One expert has noted that fraudulent tactics from overseas are now becoming more common in Singapore as the problem continues its global push.
Keith Swanson, director of Asia Pacific fraud and security intelligence for international firm SAS, said that insurance fraud is on the rise in Singapore as global scams have made their way to the country.
“Singapore is not immune to fraud – and a quick search online can provide cases that have made the news, including forays into staged accidents that have been prevalent in other markets such as the US and Australia for years,” Swanson told Insurance Business
“Observations of the market indicate that overseas trends have already hit Singapore, such as staged accidents, inflated claims, increase in soft tissue injuries, increased use of digital channels to drive policy purchase and increased level of misinformation provided to drive down premium quotes.
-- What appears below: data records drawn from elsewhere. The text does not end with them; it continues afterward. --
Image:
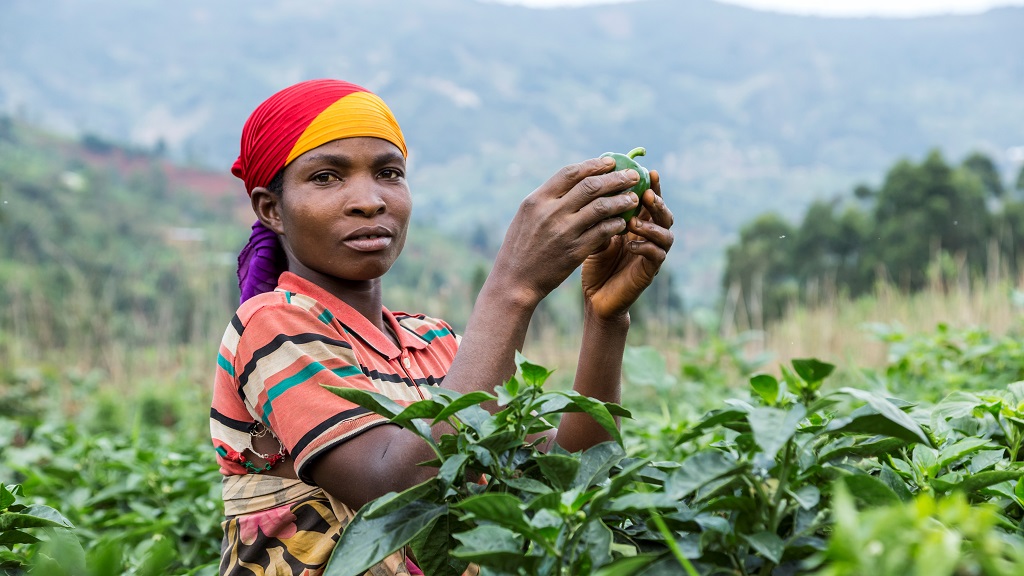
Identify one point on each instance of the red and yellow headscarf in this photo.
(305, 116)
(285, 126)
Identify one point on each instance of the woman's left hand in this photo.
(614, 277)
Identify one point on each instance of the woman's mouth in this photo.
(368, 243)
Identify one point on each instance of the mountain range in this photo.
(740, 111)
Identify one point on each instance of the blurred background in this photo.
(845, 176)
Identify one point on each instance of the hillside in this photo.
(740, 111)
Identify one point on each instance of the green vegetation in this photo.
(787, 472)
(927, 223)
(741, 111)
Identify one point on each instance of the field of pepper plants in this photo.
(722, 466)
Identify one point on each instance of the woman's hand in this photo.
(614, 277)
(560, 224)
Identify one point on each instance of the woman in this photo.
(324, 163)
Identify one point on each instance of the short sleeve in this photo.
(289, 355)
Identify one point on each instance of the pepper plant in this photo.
(747, 489)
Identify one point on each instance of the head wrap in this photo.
(285, 126)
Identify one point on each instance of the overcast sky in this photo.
(827, 7)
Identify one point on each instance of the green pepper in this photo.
(624, 162)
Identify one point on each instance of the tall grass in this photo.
(840, 329)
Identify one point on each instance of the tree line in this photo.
(927, 221)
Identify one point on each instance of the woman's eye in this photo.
(324, 177)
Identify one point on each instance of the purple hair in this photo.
(260, 262)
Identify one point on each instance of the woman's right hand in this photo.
(560, 223)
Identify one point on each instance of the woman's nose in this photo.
(367, 202)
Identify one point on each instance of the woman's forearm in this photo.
(598, 376)
(496, 330)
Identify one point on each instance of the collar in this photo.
(353, 322)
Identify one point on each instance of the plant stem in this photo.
(783, 481)
(670, 541)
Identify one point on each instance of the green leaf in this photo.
(491, 545)
(811, 370)
(626, 566)
(596, 462)
(869, 491)
(418, 410)
(806, 496)
(870, 447)
(903, 425)
(462, 402)
(698, 469)
(596, 539)
(392, 501)
(926, 459)
(772, 427)
(767, 544)
(432, 548)
(532, 374)
(713, 419)
(895, 483)
(985, 459)
(597, 410)
(452, 470)
(501, 508)
(960, 449)
(559, 469)
(767, 387)
(372, 401)
(527, 485)
(367, 541)
(976, 482)
(6, 496)
(14, 536)
(15, 521)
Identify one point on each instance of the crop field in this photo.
(728, 461)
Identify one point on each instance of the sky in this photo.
(895, 8)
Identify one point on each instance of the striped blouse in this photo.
(280, 348)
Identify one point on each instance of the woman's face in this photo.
(345, 208)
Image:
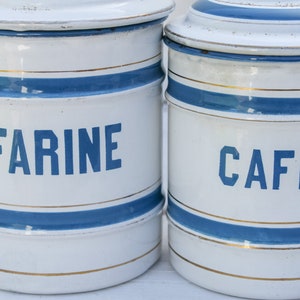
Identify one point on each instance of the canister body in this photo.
(234, 171)
(80, 128)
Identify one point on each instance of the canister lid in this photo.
(21, 15)
(265, 27)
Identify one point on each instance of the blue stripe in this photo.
(79, 33)
(16, 87)
(233, 233)
(228, 56)
(233, 103)
(248, 13)
(81, 219)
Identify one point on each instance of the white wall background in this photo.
(181, 8)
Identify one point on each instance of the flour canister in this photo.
(234, 147)
(80, 109)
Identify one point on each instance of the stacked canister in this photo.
(234, 147)
(80, 110)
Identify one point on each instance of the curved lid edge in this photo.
(80, 15)
(221, 27)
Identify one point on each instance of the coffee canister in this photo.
(80, 109)
(234, 147)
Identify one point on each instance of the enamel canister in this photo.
(80, 109)
(234, 147)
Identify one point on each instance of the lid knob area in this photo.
(240, 26)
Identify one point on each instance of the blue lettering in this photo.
(256, 164)
(40, 151)
(3, 133)
(226, 150)
(69, 162)
(18, 148)
(110, 146)
(278, 168)
(90, 149)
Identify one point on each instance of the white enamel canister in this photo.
(80, 109)
(234, 147)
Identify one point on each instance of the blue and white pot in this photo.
(80, 109)
(234, 147)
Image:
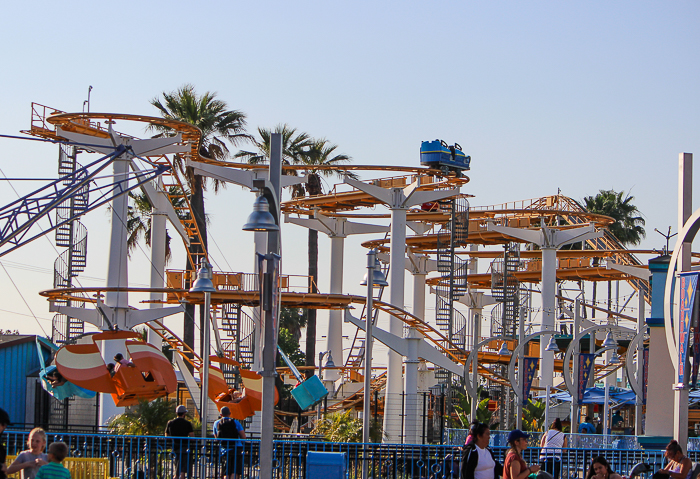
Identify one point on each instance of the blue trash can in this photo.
(326, 465)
“To this, the consistency of challenges across markets can help emphasise that many economies, and more so in first world economies given the financial value, are seeing increasing impact from organised criminal activity that doesn’t see geography as a limitation to its efforts.”
Swanson pointed to reports that noted that, in 2013, the general insurance industry suffered S$140 million in losses from inflated and fraudulent motor insurance claims. While this only details one insurance market, it highlights the scale of the problem.
According to the Coalition Against insurance Fraud, the practice steals US$80 billion a year across all lines of insurance, comprising about 10% of property- casualty insurance losses and loss adjustment expenses each year.
Swanson noted that fraud presents “a challenge that is only increasing in scale and impact,” for the industry across the region as the rise in the use of technology throughout the insurance process, could encourage negative customer behaviour.
“The definition of fraud may not cover the full impact of the problem,” Swanson continued.
“Beyond blatant fraud, misrepresentation, providing inaccurate information, inflated repair claims, up-quoting and overservicing – all mean the challenge can range from policy quote to claims and beyond and can span insurance lines.
“Increasingly, as sales and services are becoming more digital, the trend to ‘fib’ on your policy quote or claim to reduce premiums or inflate claims is on the rise.”